Taxpayers may also be subject to a different, and harsher, accuracy-related penalty regime specifically tailored for reportable and listed transactions. The penalty can apply even if there is no net understatement of tax so long as the reportable or listed transaction caused a reduction in the amount of tax due. The penalty can increase to 30% of the understatement rather than 20% for undisclosed listed transactions.
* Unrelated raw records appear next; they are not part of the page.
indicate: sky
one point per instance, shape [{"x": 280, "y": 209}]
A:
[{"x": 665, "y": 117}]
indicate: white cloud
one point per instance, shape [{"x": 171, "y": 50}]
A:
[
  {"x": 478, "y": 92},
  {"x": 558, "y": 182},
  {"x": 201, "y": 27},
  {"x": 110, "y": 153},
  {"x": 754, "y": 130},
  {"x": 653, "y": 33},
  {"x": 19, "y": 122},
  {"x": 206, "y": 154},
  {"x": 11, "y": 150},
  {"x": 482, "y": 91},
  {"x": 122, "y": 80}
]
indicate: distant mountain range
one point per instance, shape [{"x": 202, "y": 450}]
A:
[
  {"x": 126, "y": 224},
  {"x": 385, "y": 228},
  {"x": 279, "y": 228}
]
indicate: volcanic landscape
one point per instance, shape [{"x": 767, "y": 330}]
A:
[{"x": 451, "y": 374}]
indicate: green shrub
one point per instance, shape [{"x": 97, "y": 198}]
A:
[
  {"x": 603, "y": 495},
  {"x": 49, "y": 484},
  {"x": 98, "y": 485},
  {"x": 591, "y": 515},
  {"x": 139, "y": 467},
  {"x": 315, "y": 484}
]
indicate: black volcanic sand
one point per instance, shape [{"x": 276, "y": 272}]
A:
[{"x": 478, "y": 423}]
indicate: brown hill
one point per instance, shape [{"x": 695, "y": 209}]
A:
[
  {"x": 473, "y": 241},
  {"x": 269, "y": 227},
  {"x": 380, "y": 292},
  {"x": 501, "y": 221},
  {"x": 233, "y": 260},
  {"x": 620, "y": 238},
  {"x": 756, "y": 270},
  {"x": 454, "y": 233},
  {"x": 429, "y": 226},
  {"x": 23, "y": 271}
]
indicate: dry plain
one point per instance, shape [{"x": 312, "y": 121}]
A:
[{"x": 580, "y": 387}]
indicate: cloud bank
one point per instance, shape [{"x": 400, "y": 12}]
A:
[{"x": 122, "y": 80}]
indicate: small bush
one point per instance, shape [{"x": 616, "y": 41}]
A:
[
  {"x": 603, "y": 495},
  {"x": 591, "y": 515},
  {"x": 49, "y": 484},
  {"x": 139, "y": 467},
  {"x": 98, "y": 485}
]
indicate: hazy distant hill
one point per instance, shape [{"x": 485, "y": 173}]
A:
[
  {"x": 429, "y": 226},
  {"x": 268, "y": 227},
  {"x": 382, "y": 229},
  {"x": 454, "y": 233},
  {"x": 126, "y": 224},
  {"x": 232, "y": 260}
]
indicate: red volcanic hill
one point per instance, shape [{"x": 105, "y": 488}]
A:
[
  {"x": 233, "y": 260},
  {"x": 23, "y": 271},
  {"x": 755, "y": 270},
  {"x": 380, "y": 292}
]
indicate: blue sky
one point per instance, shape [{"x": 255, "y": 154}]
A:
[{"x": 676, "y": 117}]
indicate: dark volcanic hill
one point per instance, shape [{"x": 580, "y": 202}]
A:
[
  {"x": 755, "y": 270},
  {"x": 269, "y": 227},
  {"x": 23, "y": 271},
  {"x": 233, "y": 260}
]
To summarize, if the proposed legislation becomes law, many taxpayers might just have 90 days to disclose their participation in a listed transaction or face severe penalties. There may also be other implications beyond civil penalties that taxpayers should consider. Arguably, filing a Form 8886 could be considered an admission to an improper and potentially illegal action. Before making such a filing, reputable tax counsel should be consulted. Each case will always need to be reviewed on its own facts and circumstances, but all taxpayers should be talking with counsel sooner rather than later if their ERTC claim may soon be considered a listed transaction. There may be actions that can be taken now—including potentially filing a “qualified amended return” (“QAR”)—to mitigate risk. But there could be downside risk with that strategy, if it even works (a QAR cannot be filed if the original reporting position was fraudulent and generally applies ony to income tax returns). A voluntary disclosure, either traditional or ERC-specific voluntary disclosure, or claim withdrawal may also be an option. While there may be actions that can be taken now to mitigate risk, like everything in federal tax procedure, determining the proper strategy is complex.